The UK will continue to be a member of the EU for the time being, and the status and effect of all UK and EU law remains unchanged for now, and possibly for some time in the future.
Beyond that, however, much remains to be debated and negotiated – such as the shape of trading agreements between the UK and the EU, the status of EU-derived law, thorny issues such as acquired rights, and the UK’s relationships with non-EU states.
It’s still business as usual for a while – no immediate changes
Neither the referendum result nor the UK’s formal notification to the EU has any immediate legal effect. From a legal perspective, it will be ‘business as usual’, probably for some time to come.
- The next step is for the UK to give formal notification to the EU of it’s intention to leave. This will start the withdrawal process, which must be concluded within two years unless an extension can be agreed (which requires the consent of all twenty-seven remaining Member States).
- The future trading relationship between the UK and the EU could take one of a number of different forms; which form it takes will have significant implications in terms of the movement of goods, services, people and capital.

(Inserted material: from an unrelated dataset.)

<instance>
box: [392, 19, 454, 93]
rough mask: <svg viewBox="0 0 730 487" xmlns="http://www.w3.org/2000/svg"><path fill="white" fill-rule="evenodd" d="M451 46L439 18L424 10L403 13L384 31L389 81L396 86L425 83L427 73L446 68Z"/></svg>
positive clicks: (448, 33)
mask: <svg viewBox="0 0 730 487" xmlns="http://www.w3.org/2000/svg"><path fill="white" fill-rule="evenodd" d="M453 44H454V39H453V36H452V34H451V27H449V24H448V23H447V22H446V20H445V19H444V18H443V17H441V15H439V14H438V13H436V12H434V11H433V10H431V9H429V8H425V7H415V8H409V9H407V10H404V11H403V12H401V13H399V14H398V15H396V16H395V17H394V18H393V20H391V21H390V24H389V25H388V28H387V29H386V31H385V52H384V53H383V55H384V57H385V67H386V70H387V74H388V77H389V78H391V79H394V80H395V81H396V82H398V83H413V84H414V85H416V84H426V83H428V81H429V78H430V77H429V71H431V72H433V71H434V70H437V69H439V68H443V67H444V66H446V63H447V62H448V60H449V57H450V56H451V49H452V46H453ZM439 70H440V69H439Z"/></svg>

- The UK will also need to undergo a major legislative project to identify which areas of EU-derived law will stay, which will be modified and which will no longer have effect in the UK.
Each of these processes is likely to involve much consultation with the UK public and industry. Businesses have an important part to play in shaping the environment that they will be trading in, domestically and cross-border.
Employment implications of Brexit for your business
UK employers are unlikely to see any large-scale changes to current employment law in the short-term as a result of the UK leaving the EU. The UK’s on-going relationship with EU Member States, as well as our own workplace culture, is likely to demand that the UK retains many of the EU-derived laws that have already been incorporated into domestic legislation.
Free movement of workers within the EU
Now we’ve voted to leave the EU, the free movement of workers will certainly be affected. However, changes to legislation are likely to be gradual rather than immediate.
While in theory citizens of EU member states no longer enjoy the automatic right to work in the UK (and vice versa), this will form part of negotiations to establish the UK’s new trading relationship with the EU.
EU nationals already employed in the UK may already have acquired rights under UK legislation, depending on how long they’ve been here. It’s likely that many will be permitted to stay in return for a similar agreement for UK nationals currently employed in EU member states.
For prospective employees, however, it may be a different story. While it will still be possible to employ personnel from EU member states, there may be extra administrative costs to be factored in, such as visa applications. An EU employee’s capacity to remain long-term in the UK may also be affected.
There may also be limitations on the type of workers that will be allowed to seek employment in the UK. If we choose to follow a model more like the US or Australia, visas may only be granted for those in professions identified as having a particular need.
Other employment legislation changes
We also expect some piecemeal reform to specific areas of employment law, such as:
- Clarification of the rules for calculating holiday pay and how holiday accrues during periods of long term sick leave, under the Working Time Regulations (WTR)1998.
- There is on-going litigation regarding inconsistencies between the WTR and the EU Working Time Directive (which the WTR implements in the UK), creating wide-spread confusion for UK businesses and potentially significant accrued and on-going liabilities.
- Whilst the UK government is unlikely to repeal current working time rules, it may well take the opportunity to clarify the rules around holiday pay and provide much needed guidance for employers.
- Pro-business reform of agency worker rights, given the additional costs and complexities of engaging agency workers since the introduction of the Agency Workers Regulations 2010, which implement the Temporary Agency Work Directive.
Whilst the AWR gives agency workers limited equal treatment rights with comparable permanent employees from day one, following a 12-week period, an agency worker has a right to equal pay, working time and holiday with a comparable permanent employee. The extent of any reforms in this area will depend on the exit terms the government is able to negotiate.
KEY THINGS TO CONSIDER NOW
Understand the profile of your workforce. How many are EU citizens? How long have they lived in the UK? Do any have the right to a British passport that you can support?
If you are in a sector recruiting lots of EU nationals or likely to, consider accelerating any planned recruitment before changes are announced to the process. Much more likely that any existing arrangements will be allowed rather than unpicked.
If you are planning to expand into areas of Europe, familiarise yourself with local employment legislation and understand any opportunities to second staff from UK and vice versa.